Exit polls suggested Romney took the Mormon vote; approximately 1-in-5 Republicans caucusing today said that they were Mormon. The graphic below shows results from the Nevada GOP with 1750 of 1789 precincts reporting. [Final results are not on the GOP home page: Romney, 51%; Paul, 14%; McCain, 13%. Paul trumped McCain by 434 votes.]
Paul is the only Republican candidate to oppose the Iraq war. He has consistently finished behind Romney, McCain and Mike Huckabee (who was fourth in Nevada). Paul has also consistently and significantly trumped Fred Thompson, Rudy Giuliani and Duncan Hunter, who bowed out of the nomination race today.

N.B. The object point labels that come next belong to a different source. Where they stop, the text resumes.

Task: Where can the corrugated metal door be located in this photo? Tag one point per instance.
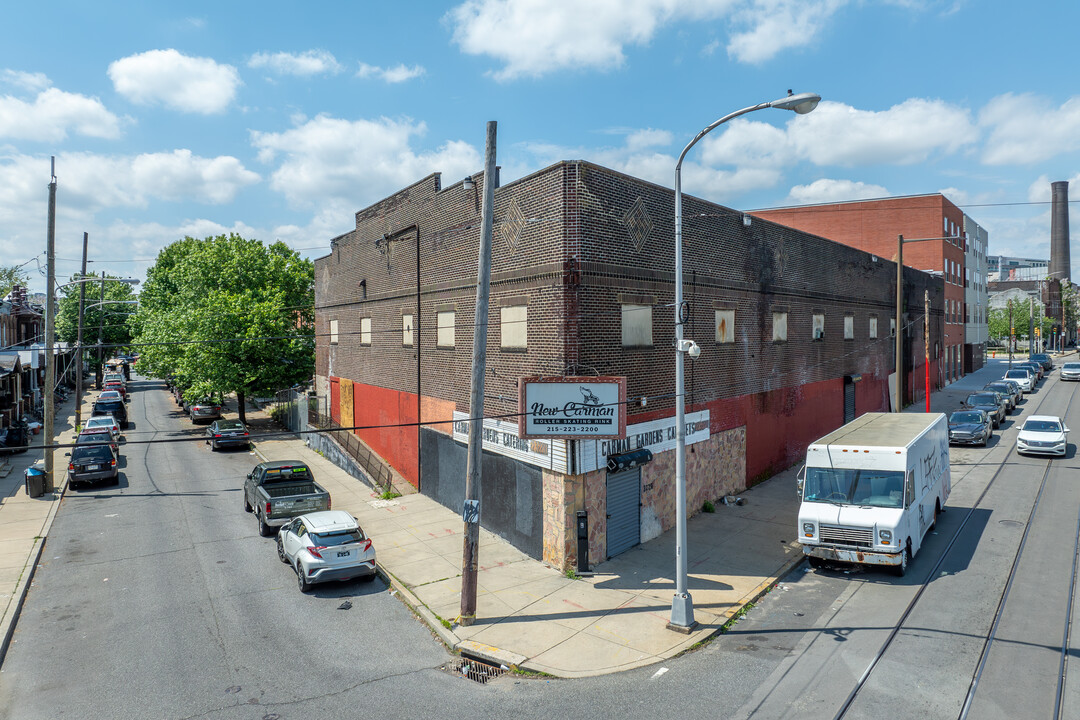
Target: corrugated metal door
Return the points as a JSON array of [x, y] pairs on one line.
[[623, 511], [849, 402]]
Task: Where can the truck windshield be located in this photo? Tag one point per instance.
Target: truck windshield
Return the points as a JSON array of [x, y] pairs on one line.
[[878, 488]]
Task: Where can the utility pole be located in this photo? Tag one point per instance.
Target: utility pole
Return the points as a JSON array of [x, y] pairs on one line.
[[899, 404], [78, 342], [926, 340], [98, 371], [50, 326], [470, 560]]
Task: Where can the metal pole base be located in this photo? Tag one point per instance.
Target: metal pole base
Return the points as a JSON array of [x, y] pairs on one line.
[[683, 614]]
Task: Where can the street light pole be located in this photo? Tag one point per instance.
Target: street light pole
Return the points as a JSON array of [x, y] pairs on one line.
[[78, 342], [50, 330], [682, 619]]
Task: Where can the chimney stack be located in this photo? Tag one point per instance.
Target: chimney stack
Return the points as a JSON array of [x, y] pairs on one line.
[[1060, 231]]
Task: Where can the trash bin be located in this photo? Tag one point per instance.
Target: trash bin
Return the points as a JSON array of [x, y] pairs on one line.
[[35, 481]]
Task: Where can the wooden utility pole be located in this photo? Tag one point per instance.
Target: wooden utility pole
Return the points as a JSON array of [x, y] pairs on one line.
[[899, 405], [50, 327], [473, 466], [78, 342]]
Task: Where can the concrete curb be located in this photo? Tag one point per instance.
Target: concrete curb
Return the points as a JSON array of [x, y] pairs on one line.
[[9, 623]]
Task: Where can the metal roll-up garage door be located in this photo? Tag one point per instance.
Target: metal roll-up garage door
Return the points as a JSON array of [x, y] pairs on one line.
[[623, 511]]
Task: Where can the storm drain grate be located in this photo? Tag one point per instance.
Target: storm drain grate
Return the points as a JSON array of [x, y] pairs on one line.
[[476, 670]]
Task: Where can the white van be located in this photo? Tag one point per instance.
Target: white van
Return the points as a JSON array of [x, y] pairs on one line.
[[872, 489]]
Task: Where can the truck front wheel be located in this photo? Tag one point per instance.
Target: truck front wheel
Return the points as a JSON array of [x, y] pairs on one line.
[[905, 557]]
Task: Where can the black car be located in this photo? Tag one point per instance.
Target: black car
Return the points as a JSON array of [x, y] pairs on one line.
[[92, 462], [989, 403], [1010, 386], [969, 428], [116, 408], [1003, 392], [1043, 360], [228, 434]]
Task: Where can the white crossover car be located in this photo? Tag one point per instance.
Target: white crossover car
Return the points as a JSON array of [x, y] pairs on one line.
[[324, 546], [1043, 434]]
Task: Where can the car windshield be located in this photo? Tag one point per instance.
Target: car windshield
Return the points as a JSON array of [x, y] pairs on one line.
[[878, 488], [1042, 426], [337, 538], [92, 452], [958, 418]]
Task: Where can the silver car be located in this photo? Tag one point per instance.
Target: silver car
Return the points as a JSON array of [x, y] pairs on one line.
[[324, 546]]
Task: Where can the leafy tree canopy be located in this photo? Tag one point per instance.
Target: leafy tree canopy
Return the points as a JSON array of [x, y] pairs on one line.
[[228, 314]]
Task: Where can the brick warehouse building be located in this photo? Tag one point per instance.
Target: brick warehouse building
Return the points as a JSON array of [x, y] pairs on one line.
[[795, 336], [957, 248]]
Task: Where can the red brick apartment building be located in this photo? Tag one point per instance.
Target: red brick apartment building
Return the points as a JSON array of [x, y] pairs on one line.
[[934, 241], [795, 334]]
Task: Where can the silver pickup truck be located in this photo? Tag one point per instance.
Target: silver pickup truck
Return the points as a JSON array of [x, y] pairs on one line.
[[279, 491]]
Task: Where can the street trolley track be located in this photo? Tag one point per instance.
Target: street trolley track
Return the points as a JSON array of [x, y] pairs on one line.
[[849, 701]]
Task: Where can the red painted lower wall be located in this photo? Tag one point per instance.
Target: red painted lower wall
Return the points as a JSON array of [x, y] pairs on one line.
[[378, 413]]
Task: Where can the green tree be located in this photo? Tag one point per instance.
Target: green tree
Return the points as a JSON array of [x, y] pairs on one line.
[[11, 275], [227, 314]]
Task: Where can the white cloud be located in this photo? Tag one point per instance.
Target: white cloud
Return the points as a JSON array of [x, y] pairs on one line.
[[913, 132], [54, 113], [532, 38], [34, 82], [312, 62], [180, 82], [394, 75], [772, 26], [826, 190], [1027, 128], [355, 161]]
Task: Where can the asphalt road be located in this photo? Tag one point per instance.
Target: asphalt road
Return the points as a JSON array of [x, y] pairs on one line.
[[158, 599]]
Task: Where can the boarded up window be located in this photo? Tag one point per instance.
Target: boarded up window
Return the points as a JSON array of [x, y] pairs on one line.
[[725, 326], [445, 329], [514, 326], [636, 326], [779, 327]]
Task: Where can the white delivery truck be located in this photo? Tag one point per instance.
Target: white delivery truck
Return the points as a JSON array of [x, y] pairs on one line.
[[872, 489]]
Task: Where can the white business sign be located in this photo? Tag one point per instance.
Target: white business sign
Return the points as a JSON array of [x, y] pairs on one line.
[[572, 407]]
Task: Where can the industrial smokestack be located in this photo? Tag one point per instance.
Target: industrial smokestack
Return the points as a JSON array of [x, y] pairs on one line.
[[1060, 231]]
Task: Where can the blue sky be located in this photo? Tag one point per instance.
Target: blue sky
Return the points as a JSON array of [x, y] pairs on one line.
[[279, 120]]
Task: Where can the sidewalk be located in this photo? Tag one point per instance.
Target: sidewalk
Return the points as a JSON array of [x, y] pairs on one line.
[[25, 521]]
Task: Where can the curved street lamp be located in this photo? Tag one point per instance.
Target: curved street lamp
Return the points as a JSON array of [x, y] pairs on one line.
[[683, 603]]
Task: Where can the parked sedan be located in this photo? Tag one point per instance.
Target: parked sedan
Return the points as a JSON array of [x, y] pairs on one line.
[[104, 421], [324, 546], [1022, 377], [227, 434], [1004, 392], [1043, 434], [205, 409], [1044, 360], [90, 463], [989, 403], [969, 428]]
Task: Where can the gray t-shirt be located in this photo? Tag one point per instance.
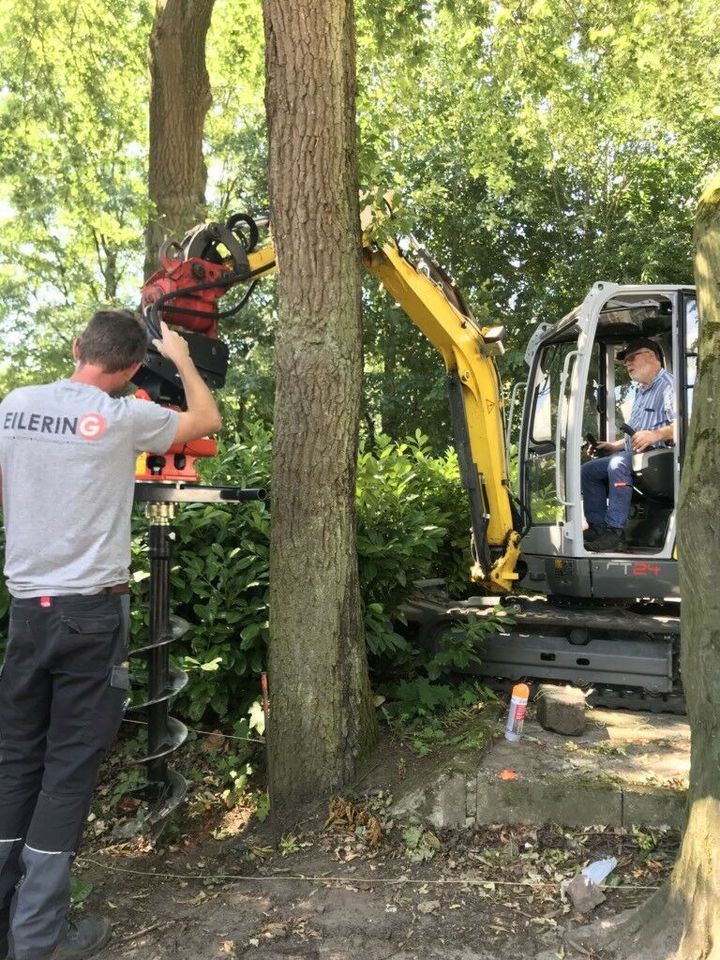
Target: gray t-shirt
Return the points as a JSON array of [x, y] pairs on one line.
[[67, 456]]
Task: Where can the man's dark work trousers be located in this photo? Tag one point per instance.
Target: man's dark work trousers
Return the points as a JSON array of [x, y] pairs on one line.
[[63, 689]]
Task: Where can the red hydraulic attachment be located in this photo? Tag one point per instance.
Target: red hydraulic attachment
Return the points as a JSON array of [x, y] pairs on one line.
[[184, 292]]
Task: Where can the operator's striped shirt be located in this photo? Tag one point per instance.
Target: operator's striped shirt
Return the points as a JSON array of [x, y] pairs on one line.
[[653, 406]]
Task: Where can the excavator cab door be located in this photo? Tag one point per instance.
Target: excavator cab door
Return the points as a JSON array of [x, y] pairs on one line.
[[577, 388]]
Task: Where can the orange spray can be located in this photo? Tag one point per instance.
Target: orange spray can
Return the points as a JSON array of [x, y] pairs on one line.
[[516, 711]]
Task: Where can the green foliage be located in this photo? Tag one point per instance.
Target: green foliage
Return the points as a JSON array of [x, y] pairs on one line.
[[412, 524]]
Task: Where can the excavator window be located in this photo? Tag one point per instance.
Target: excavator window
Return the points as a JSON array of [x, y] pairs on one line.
[[546, 456]]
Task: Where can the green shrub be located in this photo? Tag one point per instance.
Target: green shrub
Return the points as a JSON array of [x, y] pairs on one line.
[[412, 524]]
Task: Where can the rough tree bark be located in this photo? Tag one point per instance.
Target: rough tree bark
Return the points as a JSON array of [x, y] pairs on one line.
[[179, 101], [321, 713], [682, 921]]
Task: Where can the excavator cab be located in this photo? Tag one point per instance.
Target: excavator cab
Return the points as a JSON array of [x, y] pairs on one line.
[[577, 389]]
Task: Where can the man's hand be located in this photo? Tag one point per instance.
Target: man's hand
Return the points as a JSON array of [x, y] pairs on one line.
[[606, 447], [642, 439], [172, 346]]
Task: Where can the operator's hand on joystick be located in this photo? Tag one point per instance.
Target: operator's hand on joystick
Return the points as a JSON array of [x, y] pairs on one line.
[[172, 346]]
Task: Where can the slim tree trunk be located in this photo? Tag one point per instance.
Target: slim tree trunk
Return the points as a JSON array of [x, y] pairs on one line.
[[321, 713], [682, 921], [179, 101]]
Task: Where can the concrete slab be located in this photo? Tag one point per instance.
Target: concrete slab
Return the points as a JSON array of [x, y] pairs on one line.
[[627, 769]]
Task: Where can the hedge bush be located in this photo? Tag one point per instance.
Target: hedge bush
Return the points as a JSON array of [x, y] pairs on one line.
[[412, 524]]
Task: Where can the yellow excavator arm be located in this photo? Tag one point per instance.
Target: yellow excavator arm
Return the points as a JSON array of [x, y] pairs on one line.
[[468, 350]]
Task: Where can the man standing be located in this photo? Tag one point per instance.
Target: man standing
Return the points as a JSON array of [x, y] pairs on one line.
[[607, 481], [67, 458]]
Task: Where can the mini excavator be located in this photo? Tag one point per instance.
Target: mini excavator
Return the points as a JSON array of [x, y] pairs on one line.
[[609, 622]]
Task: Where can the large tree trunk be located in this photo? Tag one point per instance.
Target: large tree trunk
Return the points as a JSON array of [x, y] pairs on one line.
[[179, 101], [682, 921], [321, 713]]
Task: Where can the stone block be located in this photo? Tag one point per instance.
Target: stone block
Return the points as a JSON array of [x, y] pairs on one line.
[[561, 709]]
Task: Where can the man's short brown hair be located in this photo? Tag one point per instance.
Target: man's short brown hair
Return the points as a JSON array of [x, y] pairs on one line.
[[114, 339]]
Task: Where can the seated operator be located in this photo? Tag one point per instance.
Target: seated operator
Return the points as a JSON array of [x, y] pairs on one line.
[[607, 481]]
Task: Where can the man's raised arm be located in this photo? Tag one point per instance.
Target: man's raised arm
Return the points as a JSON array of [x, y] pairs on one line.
[[202, 416]]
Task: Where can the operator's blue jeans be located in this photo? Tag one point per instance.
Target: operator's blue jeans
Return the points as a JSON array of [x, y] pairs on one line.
[[607, 489]]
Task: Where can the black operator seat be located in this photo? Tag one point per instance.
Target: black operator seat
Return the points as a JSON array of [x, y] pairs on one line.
[[654, 474]]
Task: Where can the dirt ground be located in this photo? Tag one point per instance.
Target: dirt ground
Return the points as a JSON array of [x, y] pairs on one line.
[[357, 884]]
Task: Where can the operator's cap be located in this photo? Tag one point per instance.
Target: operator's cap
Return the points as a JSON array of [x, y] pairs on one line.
[[641, 343]]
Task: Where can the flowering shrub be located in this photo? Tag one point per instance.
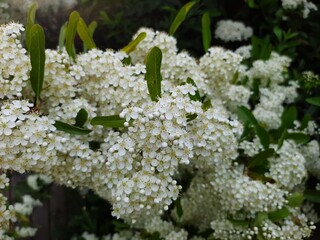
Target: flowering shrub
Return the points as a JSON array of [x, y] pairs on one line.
[[182, 148]]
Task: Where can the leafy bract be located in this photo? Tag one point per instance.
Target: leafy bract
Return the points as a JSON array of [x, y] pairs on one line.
[[153, 73], [74, 130], [81, 118], [206, 31], [37, 58], [85, 34]]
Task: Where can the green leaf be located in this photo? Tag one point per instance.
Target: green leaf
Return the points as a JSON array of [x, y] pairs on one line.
[[278, 32], [288, 117], [196, 96], [92, 27], [240, 223], [71, 33], [312, 195], [191, 117], [282, 138], [261, 48], [314, 101], [74, 130], [279, 215], [113, 121], [295, 199], [133, 44], [261, 158], [206, 31], [85, 34], [127, 61], [179, 209], [30, 22], [62, 35], [261, 216], [206, 105], [246, 115], [37, 58], [181, 16], [299, 138], [81, 118], [153, 73], [263, 136]]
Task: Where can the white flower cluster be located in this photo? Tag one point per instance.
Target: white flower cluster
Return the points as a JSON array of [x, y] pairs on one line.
[[34, 180], [230, 31], [138, 167], [15, 65], [289, 169], [306, 6]]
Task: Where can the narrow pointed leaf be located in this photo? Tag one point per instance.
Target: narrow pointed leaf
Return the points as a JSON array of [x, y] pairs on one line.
[[181, 16], [260, 158], [30, 22], [62, 35], [133, 44], [282, 138], [113, 121], [279, 215], [153, 73], [246, 115], [263, 136], [179, 207], [85, 34], [71, 33], [288, 117], [206, 31], [314, 101], [74, 130], [81, 118], [196, 96], [37, 58], [295, 199], [92, 27]]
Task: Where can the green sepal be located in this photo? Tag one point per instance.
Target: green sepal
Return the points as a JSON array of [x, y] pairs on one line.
[[181, 16], [62, 35], [178, 206], [153, 73], [74, 130], [113, 121], [37, 58], [81, 118], [206, 31]]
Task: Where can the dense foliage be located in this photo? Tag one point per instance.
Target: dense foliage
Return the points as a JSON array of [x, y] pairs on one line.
[[218, 143]]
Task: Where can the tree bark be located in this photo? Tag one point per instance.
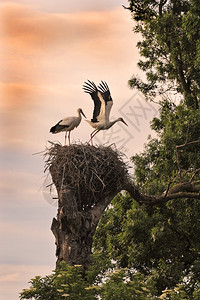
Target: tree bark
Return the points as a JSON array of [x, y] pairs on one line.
[[74, 229]]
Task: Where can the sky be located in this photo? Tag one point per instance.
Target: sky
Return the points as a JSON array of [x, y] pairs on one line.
[[48, 49]]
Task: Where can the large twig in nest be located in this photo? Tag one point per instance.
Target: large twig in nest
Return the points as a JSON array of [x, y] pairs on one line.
[[93, 173]]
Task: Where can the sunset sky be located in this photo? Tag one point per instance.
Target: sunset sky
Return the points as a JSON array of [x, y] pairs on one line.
[[48, 49]]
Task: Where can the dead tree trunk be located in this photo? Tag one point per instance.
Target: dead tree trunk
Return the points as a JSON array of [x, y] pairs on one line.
[[87, 179]]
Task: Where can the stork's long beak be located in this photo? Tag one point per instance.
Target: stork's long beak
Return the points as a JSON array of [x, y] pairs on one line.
[[124, 122], [83, 114]]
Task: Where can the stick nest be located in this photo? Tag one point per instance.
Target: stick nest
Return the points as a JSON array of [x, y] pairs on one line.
[[92, 172]]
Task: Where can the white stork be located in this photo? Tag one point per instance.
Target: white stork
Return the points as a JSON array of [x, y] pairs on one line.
[[102, 106], [68, 124]]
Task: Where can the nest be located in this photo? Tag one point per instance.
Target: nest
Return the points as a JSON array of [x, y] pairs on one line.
[[92, 172]]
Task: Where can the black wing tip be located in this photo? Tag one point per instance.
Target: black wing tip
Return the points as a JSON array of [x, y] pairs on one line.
[[103, 87], [89, 87]]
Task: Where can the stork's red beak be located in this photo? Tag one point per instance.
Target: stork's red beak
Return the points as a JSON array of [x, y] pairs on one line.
[[124, 122], [83, 114]]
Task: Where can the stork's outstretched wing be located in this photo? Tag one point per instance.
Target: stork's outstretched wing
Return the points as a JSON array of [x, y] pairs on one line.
[[102, 100]]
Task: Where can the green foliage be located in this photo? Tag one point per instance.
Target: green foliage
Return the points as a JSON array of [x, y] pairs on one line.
[[66, 282], [161, 241]]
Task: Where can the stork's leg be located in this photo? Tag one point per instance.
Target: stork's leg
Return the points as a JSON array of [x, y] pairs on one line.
[[65, 137], [69, 137], [92, 135]]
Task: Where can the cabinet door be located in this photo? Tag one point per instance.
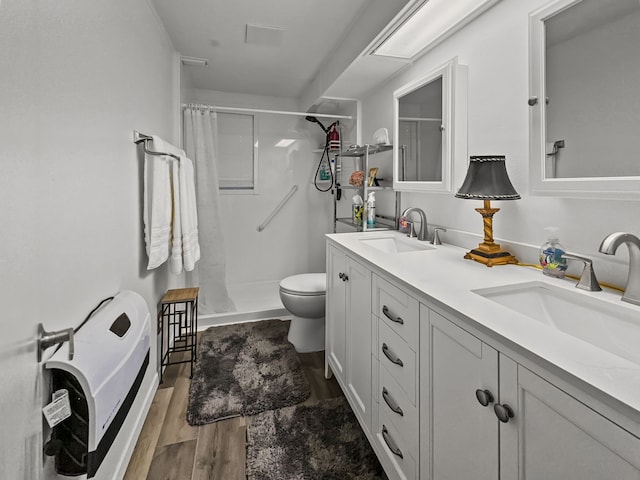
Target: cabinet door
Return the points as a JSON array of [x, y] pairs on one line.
[[336, 323], [358, 313], [464, 434], [556, 436]]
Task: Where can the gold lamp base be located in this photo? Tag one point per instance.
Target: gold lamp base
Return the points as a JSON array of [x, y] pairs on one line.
[[488, 252]]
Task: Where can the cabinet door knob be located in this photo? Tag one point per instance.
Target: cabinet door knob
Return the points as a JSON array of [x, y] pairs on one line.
[[390, 443], [391, 402], [485, 397], [385, 311], [391, 356], [504, 412]]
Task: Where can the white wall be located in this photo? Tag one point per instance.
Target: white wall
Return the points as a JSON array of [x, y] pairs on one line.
[[294, 240], [495, 48], [76, 78]]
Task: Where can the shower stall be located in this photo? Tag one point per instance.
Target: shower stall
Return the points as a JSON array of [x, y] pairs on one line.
[[274, 224]]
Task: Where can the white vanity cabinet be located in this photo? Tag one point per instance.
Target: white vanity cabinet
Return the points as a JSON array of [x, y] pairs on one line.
[[396, 355], [349, 330], [441, 395], [551, 434]]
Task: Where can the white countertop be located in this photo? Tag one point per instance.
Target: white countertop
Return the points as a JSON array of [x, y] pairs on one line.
[[443, 276]]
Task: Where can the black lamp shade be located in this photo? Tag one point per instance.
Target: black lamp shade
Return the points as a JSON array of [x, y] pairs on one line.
[[487, 179]]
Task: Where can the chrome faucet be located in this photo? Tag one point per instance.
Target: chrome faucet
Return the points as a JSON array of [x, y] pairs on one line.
[[588, 280], [609, 246], [424, 231]]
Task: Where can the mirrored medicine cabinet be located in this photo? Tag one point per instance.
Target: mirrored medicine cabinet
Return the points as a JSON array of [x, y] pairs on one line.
[[430, 129], [584, 102]]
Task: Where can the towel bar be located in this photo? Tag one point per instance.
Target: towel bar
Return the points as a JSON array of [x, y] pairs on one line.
[[142, 138]]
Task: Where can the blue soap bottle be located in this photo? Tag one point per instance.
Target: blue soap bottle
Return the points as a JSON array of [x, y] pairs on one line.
[[551, 260]]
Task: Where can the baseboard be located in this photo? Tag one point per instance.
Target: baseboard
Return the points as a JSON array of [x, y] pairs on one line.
[[206, 321]]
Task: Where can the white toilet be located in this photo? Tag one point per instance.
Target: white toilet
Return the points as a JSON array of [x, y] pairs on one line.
[[303, 296]]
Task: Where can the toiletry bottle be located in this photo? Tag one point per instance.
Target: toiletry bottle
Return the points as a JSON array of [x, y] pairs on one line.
[[551, 255], [357, 205], [371, 209]]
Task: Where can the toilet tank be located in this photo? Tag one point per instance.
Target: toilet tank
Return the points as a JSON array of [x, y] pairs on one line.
[[103, 378]]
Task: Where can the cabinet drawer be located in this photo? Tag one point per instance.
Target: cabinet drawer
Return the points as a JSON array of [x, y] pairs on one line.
[[402, 413], [398, 310], [391, 440], [399, 359]]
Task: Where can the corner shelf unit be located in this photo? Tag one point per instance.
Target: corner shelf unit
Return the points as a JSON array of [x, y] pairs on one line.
[[382, 222]]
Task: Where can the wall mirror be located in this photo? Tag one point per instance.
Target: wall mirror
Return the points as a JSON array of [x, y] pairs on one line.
[[585, 64], [429, 131]]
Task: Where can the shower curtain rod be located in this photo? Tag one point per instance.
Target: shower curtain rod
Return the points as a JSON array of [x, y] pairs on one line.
[[220, 108], [142, 138]]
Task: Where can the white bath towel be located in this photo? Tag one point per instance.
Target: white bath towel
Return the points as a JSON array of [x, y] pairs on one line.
[[188, 215], [157, 207]]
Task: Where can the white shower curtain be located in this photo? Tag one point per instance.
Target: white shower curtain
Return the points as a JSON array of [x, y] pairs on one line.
[[200, 142]]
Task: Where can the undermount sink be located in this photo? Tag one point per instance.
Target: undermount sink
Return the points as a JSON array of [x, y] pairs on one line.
[[608, 326], [396, 244]]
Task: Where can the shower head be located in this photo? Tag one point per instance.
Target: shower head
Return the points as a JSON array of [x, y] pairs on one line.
[[312, 119]]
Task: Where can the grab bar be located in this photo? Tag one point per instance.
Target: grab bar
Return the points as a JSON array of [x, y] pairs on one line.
[[277, 209]]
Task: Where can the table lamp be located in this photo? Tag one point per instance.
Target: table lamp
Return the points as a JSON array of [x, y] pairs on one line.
[[487, 180]]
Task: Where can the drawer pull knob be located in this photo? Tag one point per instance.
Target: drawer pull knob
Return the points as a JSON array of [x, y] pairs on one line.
[[504, 412], [391, 402], [391, 356], [485, 397], [385, 311], [390, 443]]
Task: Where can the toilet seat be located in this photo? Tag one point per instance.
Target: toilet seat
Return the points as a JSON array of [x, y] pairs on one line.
[[306, 284]]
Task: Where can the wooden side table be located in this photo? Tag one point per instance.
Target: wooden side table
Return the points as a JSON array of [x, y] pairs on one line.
[[179, 315]]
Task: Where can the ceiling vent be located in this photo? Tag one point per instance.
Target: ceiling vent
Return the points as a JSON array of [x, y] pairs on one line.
[[264, 35]]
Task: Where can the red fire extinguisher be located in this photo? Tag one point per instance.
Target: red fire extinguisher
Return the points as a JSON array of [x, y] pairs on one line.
[[334, 138]]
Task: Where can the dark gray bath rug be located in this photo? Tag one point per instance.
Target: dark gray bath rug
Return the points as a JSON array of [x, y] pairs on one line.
[[320, 441], [245, 369]]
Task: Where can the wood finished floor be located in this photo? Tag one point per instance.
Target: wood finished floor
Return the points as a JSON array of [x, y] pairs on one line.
[[170, 449]]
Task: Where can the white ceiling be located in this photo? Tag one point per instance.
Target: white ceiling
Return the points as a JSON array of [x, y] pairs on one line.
[[215, 30]]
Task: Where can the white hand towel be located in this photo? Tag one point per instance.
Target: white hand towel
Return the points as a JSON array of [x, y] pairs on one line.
[[175, 259], [157, 207], [188, 215]]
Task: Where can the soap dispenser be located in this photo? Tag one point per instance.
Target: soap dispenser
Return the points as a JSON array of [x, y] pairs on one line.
[[371, 210], [551, 260]]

In addition, it looks like Paul will be the top fundraiser for the Republicans when fall 2007 data are final.
See How Do Nevada Caucuses Work? ... State Politics At A Glance: Nevada ... 2008 Election Central

Comments
Your numbers are wrong… Go here
http://www.nvgopcaucus.com/results
This was a victory for the one candidate that is so often left out of the media. Ron Paul is in it for the Long Haul! Giuliani has to win Florida, if he doesn’t he is out. McCain is not telling everyone the truth, and letting them know that by staying in Iraq and overseas we are going to totally collapse our economy.
Nevada GOP website show Paul with 14%. Will you kindly update the graphics?
“Paul is the only Republican candidate to oppose the Iraq war.” If the Republicans want to win the White House, they should read and think about this sentence.
Typo: Morman should be Mormon.
Go Ron Paul.
Nevada GOP shows Paul at 14%. How many weeks will it take to update your picture?
Also, your picture strangely cut out the number of precincts tally, which would have allowed your viewers to easily notice the results you have published are not complete.
I wonder why that info was removed from the picture?
Frank, you seem to be seeing conspiracies where there are none.
The article was updated with the final data. The article also clearly says (and has done so from the beginning) that the image reflects an incomplete tally. And the image has a timestamp of 3.51 pm.
I’m not going to update the image. This is a blog post — a snapshot in time.